I investigated everything from interrupts to memory leaks to who knows what trying to trace this. Eventually I realised I wasn’t going to be able to unless I had a better view of two things:
- The sequence of events which lead to the page fault (and subsequent crash)
- The layout of all memory so I could see where things might be going wrong
For point (1) I had previously just outputted stuff to the screen through FlingOS’s BasicConsole class. But this wasn’t enough. I needed traceability and the ability to go back more than a screen’s worth of information. So I implemented a new Serial class and hooked into the BasicConsole to redirect the output to a file on my host machine. As it turns out, I never needed to implement anything for point (2) – I realised what was going on before I got that far.
I realised the issue was to do with USB code, so I turned on all the trace code for the USB stack and inspected the output. The output contained the key piece of information : virtual and physical addresses of the memory the heap was allocating. They were invalid. They were valid addresses, but they didn’t fit inside the heap’s allotted block of memory! They were overrunning the end of the heap. I’d found my one, consistent piece of information.
Naturally I went looking for what could be overwritten by code writing to space beyond the end of the heap. Sure enough, immediately the heap memory were the unprotected page tables. And because USB uses physical addresses, there was no way I could have protected the page tables. I tested by allocating padding space between the page tables and the heap – sure enough the code took far longer to crash.
So the issue was in the heap. But the OSDev implementation looked pretty solid and many people had tested it. So I must’ve converted the code incorrectly to C#. In the 18 months I’ve been doing low-level programming my understanding of pointers and pointer manipulation has grown – a lot. I went back to look at the heap in detail and found this spurious line of code:
void* result = (void*)(x * b->bsize + (UInt32*)(&b[1]));
This line of code is supposed to calculate the address of a block (x) with block size (b->bsize) and offset from the start of the heap (&b[1]). For those who understand pointer arithmetic they will easily see my mistake from when I converted the code – UInt32* will result in the pointer being multiplied by 4 (because UInt32 is 4 bytes in size). In my defence, however, the original line of code was thus:
return (void*)(x * b->bsize + (uintptr)&b[1]);
I asked a number of experienced programmers what they would expect uintptr to be a type for and all but one said: pointer to a uint (i.e. UInt32*). Only one was able to give me the actual definition (as per C99, which I found online) which is:
In C99, uintptr is “an unsigned integer type with the property that any valid pointer to void can be converted to this type, then converted back to pointer to void, and the result will compare equal to the original pointer”.

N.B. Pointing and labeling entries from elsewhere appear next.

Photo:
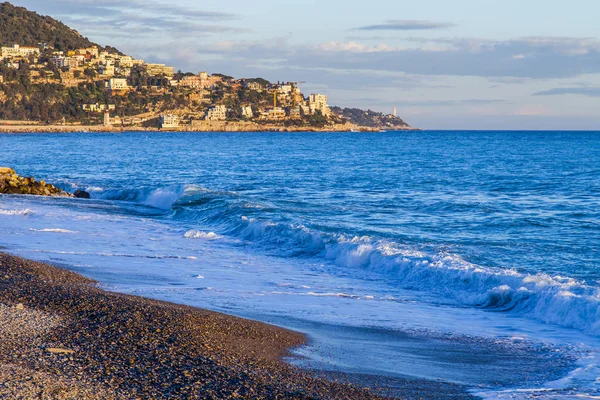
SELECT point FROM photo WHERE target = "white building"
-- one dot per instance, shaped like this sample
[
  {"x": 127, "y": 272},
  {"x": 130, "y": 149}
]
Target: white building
[
  {"x": 216, "y": 113},
  {"x": 285, "y": 89},
  {"x": 117, "y": 84},
  {"x": 125, "y": 61},
  {"x": 69, "y": 62},
  {"x": 318, "y": 102},
  {"x": 159, "y": 69},
  {"x": 19, "y": 51},
  {"x": 168, "y": 121},
  {"x": 98, "y": 107},
  {"x": 247, "y": 112}
]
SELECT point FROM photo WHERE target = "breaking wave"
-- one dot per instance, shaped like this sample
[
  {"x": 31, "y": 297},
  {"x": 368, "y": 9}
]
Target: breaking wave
[
  {"x": 559, "y": 300},
  {"x": 26, "y": 211},
  {"x": 556, "y": 299}
]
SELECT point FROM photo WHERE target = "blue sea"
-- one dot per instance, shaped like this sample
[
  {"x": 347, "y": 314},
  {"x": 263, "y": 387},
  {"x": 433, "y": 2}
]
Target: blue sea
[{"x": 465, "y": 257}]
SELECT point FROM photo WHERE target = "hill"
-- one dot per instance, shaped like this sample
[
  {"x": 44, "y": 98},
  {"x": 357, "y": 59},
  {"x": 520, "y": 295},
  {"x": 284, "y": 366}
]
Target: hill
[
  {"x": 370, "y": 118},
  {"x": 19, "y": 25}
]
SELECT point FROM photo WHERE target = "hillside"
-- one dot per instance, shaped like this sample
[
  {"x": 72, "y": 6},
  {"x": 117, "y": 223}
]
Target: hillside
[
  {"x": 370, "y": 118},
  {"x": 19, "y": 25},
  {"x": 57, "y": 75}
]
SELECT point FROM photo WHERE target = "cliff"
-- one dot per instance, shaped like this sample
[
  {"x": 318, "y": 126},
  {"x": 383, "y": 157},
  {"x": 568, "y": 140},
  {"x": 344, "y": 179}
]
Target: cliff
[{"x": 11, "y": 183}]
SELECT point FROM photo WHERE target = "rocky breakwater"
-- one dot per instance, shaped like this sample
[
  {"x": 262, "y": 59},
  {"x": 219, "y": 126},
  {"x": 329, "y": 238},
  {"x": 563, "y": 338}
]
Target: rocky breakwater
[{"x": 11, "y": 183}]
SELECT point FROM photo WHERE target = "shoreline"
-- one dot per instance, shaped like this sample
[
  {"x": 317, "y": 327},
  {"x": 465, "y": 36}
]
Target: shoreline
[
  {"x": 62, "y": 334},
  {"x": 205, "y": 127}
]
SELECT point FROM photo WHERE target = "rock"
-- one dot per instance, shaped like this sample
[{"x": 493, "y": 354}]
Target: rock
[
  {"x": 11, "y": 183},
  {"x": 82, "y": 194},
  {"x": 6, "y": 171}
]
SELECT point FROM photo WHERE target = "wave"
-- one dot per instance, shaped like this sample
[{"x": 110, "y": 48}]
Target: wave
[
  {"x": 557, "y": 299},
  {"x": 53, "y": 230},
  {"x": 26, "y": 211},
  {"x": 194, "y": 234},
  {"x": 453, "y": 280}
]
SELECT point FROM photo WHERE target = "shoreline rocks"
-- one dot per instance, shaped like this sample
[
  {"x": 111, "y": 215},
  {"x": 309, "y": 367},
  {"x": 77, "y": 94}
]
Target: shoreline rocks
[{"x": 12, "y": 183}]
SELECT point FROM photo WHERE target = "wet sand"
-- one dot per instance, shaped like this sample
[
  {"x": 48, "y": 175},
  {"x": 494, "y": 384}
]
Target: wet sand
[{"x": 61, "y": 337}]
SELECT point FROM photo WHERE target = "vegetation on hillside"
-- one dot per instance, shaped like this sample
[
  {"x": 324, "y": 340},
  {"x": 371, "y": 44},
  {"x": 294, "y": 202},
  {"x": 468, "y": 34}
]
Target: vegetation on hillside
[
  {"x": 19, "y": 25},
  {"x": 369, "y": 118}
]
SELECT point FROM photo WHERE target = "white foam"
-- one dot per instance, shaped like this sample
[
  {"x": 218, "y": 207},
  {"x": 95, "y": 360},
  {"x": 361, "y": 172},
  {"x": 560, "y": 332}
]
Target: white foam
[
  {"x": 53, "y": 230},
  {"x": 26, "y": 211},
  {"x": 194, "y": 234},
  {"x": 557, "y": 300}
]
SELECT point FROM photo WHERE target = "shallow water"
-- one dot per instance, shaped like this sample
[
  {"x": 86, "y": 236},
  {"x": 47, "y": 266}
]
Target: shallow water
[{"x": 470, "y": 257}]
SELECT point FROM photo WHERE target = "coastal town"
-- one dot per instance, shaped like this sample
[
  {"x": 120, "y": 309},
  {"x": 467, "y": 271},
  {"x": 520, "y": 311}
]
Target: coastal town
[{"x": 114, "y": 90}]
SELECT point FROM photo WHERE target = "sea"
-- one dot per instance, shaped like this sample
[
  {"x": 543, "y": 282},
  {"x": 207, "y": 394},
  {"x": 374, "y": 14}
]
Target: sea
[{"x": 462, "y": 257}]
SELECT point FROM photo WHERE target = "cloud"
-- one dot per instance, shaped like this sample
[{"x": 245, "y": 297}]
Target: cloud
[
  {"x": 449, "y": 103},
  {"x": 406, "y": 25},
  {"x": 127, "y": 20},
  {"x": 544, "y": 57},
  {"x": 582, "y": 91}
]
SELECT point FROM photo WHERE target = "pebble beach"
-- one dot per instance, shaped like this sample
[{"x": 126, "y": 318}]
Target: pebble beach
[{"x": 62, "y": 337}]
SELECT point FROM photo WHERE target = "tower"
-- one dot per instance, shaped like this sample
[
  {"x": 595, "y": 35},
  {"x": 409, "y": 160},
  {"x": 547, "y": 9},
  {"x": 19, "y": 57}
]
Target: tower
[{"x": 106, "y": 118}]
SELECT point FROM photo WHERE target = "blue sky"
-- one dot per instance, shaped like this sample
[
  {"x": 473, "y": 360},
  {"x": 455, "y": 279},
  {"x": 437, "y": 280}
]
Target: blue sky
[{"x": 462, "y": 64}]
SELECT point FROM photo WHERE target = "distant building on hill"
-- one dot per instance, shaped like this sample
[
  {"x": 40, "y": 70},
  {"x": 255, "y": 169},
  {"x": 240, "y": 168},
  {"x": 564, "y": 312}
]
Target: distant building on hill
[
  {"x": 169, "y": 121},
  {"x": 316, "y": 102},
  {"x": 216, "y": 113},
  {"x": 65, "y": 62},
  {"x": 159, "y": 69},
  {"x": 117, "y": 85},
  {"x": 247, "y": 112},
  {"x": 19, "y": 51},
  {"x": 98, "y": 107}
]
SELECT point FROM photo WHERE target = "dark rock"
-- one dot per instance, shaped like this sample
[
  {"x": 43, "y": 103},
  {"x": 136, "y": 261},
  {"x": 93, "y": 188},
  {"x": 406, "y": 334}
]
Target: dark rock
[{"x": 82, "y": 194}]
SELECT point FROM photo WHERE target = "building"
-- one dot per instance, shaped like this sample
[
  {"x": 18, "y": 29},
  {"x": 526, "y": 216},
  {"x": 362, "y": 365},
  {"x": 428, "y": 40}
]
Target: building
[
  {"x": 125, "y": 61},
  {"x": 318, "y": 102},
  {"x": 216, "y": 113},
  {"x": 275, "y": 114},
  {"x": 19, "y": 51},
  {"x": 65, "y": 62},
  {"x": 107, "y": 69},
  {"x": 295, "y": 113},
  {"x": 159, "y": 69},
  {"x": 98, "y": 107},
  {"x": 254, "y": 86},
  {"x": 107, "y": 118},
  {"x": 191, "y": 81},
  {"x": 247, "y": 112},
  {"x": 285, "y": 89},
  {"x": 169, "y": 121}
]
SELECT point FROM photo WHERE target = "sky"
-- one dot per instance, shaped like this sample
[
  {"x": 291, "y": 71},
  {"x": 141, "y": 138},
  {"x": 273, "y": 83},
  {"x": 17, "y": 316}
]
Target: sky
[{"x": 462, "y": 64}]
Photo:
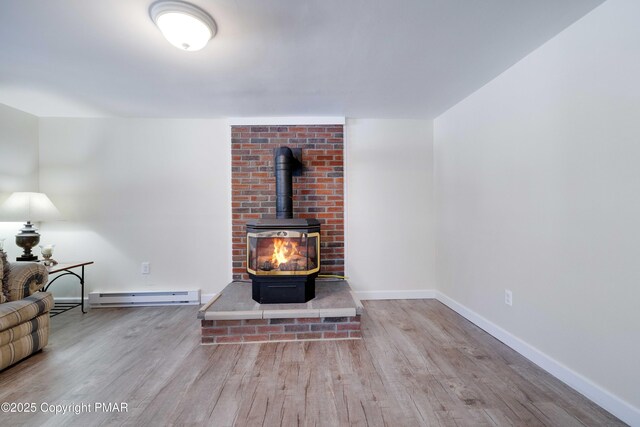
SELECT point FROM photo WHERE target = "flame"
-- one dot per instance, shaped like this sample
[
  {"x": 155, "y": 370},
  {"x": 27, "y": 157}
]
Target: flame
[{"x": 283, "y": 250}]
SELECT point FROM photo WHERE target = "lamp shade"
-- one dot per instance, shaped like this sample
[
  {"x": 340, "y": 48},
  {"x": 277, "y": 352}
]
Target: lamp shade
[{"x": 27, "y": 206}]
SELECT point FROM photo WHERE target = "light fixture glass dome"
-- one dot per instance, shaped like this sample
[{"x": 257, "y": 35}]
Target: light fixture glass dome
[{"x": 184, "y": 25}]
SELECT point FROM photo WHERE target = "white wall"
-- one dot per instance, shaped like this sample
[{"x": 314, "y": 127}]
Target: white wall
[
  {"x": 19, "y": 170},
  {"x": 135, "y": 190},
  {"x": 538, "y": 191},
  {"x": 389, "y": 221}
]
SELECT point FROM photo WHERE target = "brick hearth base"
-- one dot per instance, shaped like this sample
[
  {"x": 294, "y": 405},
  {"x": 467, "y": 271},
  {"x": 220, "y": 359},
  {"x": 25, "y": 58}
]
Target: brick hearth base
[
  {"x": 234, "y": 318},
  {"x": 296, "y": 329}
]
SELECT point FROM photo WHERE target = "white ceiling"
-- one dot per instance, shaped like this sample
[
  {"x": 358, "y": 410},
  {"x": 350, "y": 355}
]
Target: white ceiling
[{"x": 354, "y": 58}]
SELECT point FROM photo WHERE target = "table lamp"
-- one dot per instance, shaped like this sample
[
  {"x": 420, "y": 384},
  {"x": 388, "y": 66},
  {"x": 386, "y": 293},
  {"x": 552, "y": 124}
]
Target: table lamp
[{"x": 34, "y": 207}]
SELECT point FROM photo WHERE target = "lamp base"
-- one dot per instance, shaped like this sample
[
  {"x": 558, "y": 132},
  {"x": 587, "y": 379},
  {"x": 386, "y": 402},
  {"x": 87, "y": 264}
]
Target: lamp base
[{"x": 27, "y": 239}]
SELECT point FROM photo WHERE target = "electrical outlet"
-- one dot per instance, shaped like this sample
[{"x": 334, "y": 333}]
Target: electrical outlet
[
  {"x": 144, "y": 267},
  {"x": 508, "y": 297}
]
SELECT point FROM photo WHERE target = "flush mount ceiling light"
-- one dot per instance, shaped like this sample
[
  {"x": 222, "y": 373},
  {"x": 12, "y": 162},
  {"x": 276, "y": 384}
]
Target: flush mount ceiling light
[{"x": 184, "y": 25}]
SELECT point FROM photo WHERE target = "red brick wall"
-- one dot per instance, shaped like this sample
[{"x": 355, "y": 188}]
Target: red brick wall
[{"x": 318, "y": 193}]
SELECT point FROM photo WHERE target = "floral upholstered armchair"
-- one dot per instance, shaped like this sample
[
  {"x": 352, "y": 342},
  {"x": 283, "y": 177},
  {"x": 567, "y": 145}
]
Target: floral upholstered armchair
[{"x": 24, "y": 310}]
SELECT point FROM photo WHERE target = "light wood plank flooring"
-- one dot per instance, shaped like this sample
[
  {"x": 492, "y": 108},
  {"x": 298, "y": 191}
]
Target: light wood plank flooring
[{"x": 419, "y": 364}]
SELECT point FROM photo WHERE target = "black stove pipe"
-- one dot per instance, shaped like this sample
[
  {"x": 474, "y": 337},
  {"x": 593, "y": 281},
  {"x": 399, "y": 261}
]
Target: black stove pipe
[{"x": 284, "y": 165}]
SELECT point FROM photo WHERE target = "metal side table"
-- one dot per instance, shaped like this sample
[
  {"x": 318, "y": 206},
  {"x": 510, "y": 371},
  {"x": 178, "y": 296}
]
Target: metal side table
[{"x": 65, "y": 269}]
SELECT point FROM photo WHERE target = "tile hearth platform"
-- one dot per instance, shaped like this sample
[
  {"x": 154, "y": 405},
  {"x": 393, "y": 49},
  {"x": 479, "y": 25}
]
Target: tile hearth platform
[{"x": 235, "y": 318}]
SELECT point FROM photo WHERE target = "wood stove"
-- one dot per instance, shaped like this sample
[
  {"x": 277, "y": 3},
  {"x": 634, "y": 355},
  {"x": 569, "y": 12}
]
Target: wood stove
[{"x": 283, "y": 253}]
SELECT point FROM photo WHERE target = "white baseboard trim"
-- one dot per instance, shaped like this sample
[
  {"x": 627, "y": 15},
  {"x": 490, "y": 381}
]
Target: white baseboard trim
[
  {"x": 69, "y": 300},
  {"x": 400, "y": 294},
  {"x": 618, "y": 407}
]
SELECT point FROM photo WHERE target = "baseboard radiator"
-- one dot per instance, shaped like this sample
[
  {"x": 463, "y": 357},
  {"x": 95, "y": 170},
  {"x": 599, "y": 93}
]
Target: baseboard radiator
[{"x": 143, "y": 298}]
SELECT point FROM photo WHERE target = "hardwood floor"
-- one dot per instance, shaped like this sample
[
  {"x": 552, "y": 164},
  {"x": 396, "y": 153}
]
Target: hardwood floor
[{"x": 419, "y": 364}]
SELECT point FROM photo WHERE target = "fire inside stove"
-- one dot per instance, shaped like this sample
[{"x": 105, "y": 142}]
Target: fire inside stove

Great…so uintptr is not UInt32* it is in fact just UInt32 in C#.
Here’s a few caveats for those pedantic types amongst you:
- Yes, pointers can be 8, 16, 32 or 64-bit. So it shouldn’t be UInt32 it should be some other form of UInt that allows agnostic size. However, FlingOS is entirely a 32-bit OS and C# doesn’t have a useful equivalent for uintptr (see next point).
- Yes, C# has an IntPtr type – but it is intended for managed pointers and doesn’t play easily with most of the low-level code I’m trying to write for FlingOS. I may start using it in future, I may not. It might need some compiler updates to support it.